Aphasia, Health-Related Quality of Life, Language Disorders, Speech-Language Pathology, Stroke


Introduction: Personal satisfaction (Quality of Life; QoL) is the person's impression of their own prosperity. Aphasia is the most significant likely result of stroke and profoundly affects a patient's life, causing enthusiastic pain, sadness, and social separation, because of loss of language capacities.

Objective: To document personal satisfaction in patients with aphasia.

Materials & Methods: A cross sectional study was conducted at a Speech Clinic from October 2018 to March 2019 on 57 patients of aphasia to assess their quality of life. Informed consent was taken from respondents. Patients having aphasia due to any neurological cause or traumatic brain injury were included in study, while patients having childhood aphasia were excluded. Standardized questionnaire “Measuring changes in Quality of life in persons with aphasia: Is Communication Confidence a good measure?” was used to obtain information from participants through purposive sampling. Data were collected by face to face interviews with patients and their caregivers. Descriptive data analysis was done through SPSS.

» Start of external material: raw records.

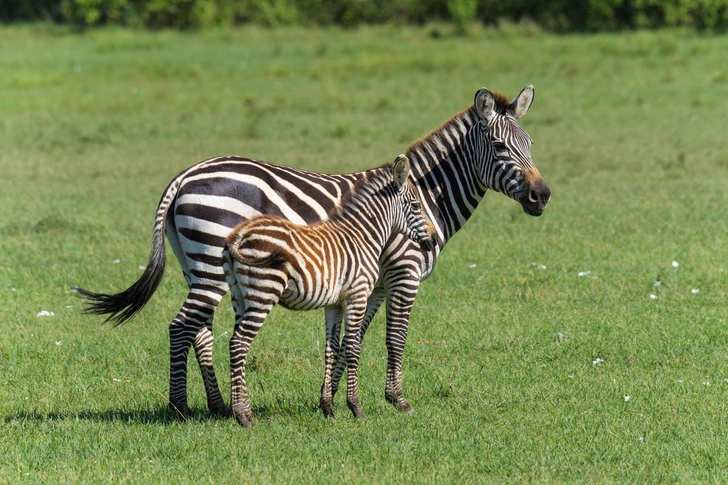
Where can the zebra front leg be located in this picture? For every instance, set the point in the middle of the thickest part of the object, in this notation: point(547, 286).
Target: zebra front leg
point(399, 306)
point(333, 327)
point(354, 312)
point(373, 303)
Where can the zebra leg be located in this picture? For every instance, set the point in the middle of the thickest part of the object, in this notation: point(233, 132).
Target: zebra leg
point(182, 333)
point(354, 312)
point(399, 306)
point(203, 345)
point(333, 327)
point(373, 303)
point(243, 335)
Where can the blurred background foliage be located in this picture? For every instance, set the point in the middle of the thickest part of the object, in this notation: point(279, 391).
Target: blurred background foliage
point(555, 15)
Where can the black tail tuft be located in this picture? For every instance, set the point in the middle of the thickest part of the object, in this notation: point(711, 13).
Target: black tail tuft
point(121, 307)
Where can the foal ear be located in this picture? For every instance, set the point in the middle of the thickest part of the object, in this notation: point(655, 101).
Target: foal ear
point(520, 104)
point(484, 104)
point(401, 169)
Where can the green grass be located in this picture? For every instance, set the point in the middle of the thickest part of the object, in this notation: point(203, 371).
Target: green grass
point(629, 133)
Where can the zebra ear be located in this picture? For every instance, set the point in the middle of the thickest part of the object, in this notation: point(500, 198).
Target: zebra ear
point(520, 104)
point(484, 104)
point(400, 169)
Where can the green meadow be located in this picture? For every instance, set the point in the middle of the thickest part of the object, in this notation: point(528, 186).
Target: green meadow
point(585, 346)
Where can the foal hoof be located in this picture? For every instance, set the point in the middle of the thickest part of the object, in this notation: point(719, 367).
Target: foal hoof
point(244, 418)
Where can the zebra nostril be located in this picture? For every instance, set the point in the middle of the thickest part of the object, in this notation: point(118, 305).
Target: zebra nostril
point(532, 196)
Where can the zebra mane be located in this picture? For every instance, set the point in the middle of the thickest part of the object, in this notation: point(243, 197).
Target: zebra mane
point(501, 102)
point(380, 174)
point(466, 117)
point(441, 139)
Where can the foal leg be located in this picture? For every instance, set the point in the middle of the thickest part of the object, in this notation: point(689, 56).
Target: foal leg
point(354, 311)
point(373, 303)
point(333, 327)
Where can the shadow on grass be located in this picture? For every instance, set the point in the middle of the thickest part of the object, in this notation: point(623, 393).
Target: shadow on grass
point(161, 415)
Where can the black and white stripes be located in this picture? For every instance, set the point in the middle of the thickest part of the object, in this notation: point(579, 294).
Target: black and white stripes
point(329, 264)
point(480, 148)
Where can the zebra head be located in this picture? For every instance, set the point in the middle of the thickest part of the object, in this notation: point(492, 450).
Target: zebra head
point(409, 218)
point(507, 164)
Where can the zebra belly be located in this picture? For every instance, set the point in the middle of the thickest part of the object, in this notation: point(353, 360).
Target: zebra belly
point(297, 296)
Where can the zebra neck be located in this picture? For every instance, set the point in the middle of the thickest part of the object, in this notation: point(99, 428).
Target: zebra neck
point(446, 168)
point(367, 217)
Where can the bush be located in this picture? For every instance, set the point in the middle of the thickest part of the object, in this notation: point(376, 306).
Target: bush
point(550, 14)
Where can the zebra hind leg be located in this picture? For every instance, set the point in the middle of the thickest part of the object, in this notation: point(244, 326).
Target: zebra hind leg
point(398, 312)
point(354, 313)
point(183, 332)
point(203, 345)
point(373, 303)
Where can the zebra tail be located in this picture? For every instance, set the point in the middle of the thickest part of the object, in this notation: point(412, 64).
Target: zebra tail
point(122, 307)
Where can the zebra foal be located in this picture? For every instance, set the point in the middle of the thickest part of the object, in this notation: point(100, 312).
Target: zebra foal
point(331, 264)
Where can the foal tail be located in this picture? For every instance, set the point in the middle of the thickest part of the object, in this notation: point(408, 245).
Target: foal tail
point(121, 307)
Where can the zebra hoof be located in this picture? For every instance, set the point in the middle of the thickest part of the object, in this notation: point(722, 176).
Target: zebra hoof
point(183, 412)
point(327, 409)
point(400, 404)
point(244, 417)
point(356, 411)
point(222, 411)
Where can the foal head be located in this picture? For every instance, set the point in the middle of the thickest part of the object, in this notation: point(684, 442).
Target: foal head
point(408, 218)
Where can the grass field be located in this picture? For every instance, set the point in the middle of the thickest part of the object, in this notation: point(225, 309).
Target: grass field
point(541, 350)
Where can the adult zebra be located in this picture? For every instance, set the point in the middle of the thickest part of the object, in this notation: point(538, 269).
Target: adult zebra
point(481, 148)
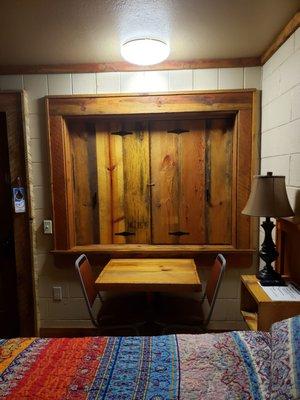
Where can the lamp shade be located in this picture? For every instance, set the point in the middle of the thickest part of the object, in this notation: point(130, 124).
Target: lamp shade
point(268, 197)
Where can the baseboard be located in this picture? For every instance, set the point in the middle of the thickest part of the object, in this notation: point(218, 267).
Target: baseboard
point(67, 332)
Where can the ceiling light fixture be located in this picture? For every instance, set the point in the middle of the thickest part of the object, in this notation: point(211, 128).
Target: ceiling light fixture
point(145, 51)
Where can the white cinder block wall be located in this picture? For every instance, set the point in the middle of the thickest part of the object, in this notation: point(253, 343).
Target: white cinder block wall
point(280, 140)
point(71, 311)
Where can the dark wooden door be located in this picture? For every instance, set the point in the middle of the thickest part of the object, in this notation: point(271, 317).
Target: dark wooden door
point(9, 319)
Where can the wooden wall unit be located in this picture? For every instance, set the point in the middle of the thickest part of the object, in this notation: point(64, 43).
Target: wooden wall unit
point(129, 171)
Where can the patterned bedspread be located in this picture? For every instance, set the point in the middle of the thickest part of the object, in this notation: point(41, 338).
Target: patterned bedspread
point(192, 367)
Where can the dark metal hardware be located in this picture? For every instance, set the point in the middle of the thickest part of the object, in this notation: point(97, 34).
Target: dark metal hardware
point(121, 133)
point(178, 131)
point(124, 233)
point(179, 233)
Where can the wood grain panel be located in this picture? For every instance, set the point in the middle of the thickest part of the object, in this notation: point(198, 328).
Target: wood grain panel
point(123, 66)
point(85, 183)
point(144, 104)
point(59, 183)
point(244, 153)
point(192, 182)
point(117, 182)
point(219, 181)
point(165, 181)
point(136, 179)
point(177, 172)
point(104, 182)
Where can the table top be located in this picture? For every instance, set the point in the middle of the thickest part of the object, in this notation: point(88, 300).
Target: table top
point(149, 275)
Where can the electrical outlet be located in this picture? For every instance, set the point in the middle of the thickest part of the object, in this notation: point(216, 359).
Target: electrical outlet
point(57, 293)
point(47, 226)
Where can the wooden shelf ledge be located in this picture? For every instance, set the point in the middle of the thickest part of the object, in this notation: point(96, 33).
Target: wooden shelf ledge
point(238, 258)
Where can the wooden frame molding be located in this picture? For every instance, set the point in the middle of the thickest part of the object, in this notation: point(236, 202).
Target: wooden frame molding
point(243, 104)
point(125, 67)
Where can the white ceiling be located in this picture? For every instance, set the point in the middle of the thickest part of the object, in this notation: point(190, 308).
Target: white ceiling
point(90, 31)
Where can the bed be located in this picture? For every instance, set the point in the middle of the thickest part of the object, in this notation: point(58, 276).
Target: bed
point(233, 365)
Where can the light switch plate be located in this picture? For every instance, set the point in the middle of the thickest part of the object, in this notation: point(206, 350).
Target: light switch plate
point(57, 293)
point(47, 226)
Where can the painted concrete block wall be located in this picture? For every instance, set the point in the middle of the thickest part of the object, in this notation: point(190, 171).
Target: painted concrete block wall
point(280, 139)
point(71, 311)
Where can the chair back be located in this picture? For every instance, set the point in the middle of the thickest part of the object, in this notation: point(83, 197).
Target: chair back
point(213, 284)
point(87, 282)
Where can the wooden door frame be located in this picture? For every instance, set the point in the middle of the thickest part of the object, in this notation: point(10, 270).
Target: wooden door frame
point(13, 105)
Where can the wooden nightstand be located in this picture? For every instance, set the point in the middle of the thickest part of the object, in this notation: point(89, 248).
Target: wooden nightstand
point(258, 310)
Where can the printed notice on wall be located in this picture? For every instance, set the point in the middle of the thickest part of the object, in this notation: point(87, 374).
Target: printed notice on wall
point(19, 199)
point(282, 293)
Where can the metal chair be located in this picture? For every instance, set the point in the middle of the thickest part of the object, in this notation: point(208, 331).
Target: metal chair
point(123, 312)
point(183, 313)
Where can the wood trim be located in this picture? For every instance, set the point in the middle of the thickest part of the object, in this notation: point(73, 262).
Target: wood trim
point(11, 103)
point(244, 158)
point(143, 104)
point(237, 102)
point(286, 32)
point(125, 67)
point(123, 249)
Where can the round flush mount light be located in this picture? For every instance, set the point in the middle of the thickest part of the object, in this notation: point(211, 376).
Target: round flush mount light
point(145, 51)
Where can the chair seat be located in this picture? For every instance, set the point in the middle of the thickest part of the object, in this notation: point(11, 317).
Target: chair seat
point(176, 310)
point(123, 310)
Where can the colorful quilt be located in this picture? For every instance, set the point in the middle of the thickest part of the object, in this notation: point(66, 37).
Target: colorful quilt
point(192, 367)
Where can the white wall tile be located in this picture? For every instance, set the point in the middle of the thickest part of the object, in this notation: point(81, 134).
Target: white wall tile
point(37, 88)
point(206, 79)
point(277, 113)
point(279, 57)
point(294, 198)
point(133, 82)
point(252, 77)
point(37, 174)
point(297, 39)
point(67, 309)
point(231, 78)
point(41, 198)
point(295, 99)
point(226, 310)
point(108, 82)
point(271, 87)
point(84, 83)
point(295, 170)
point(46, 284)
point(181, 80)
point(290, 72)
point(279, 165)
point(157, 81)
point(59, 84)
point(11, 82)
point(282, 140)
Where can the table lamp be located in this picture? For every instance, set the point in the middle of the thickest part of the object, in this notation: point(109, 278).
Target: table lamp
point(268, 198)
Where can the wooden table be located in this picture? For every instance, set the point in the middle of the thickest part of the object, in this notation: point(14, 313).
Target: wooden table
point(149, 275)
point(258, 310)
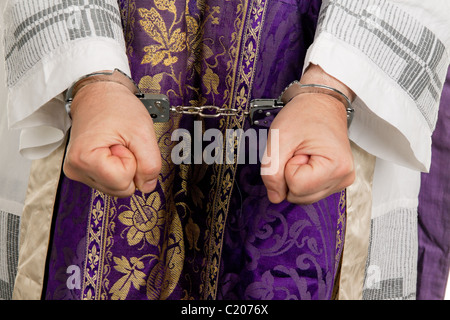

Results: Majority (68.42%) of respondents did not feel confident about their ability to convey meaning via speech with people. Difficulties in social communication were also a reason of concern for 45.61% participants, whereas 50.87% participants stated that they could not make their decisions.

Conclusion: Patients suffering from aphasia had low quality of life, mainly due to their communication disabilities and dependence on other people for understanding, as well as the fact that their caretakers had to take decisions for them.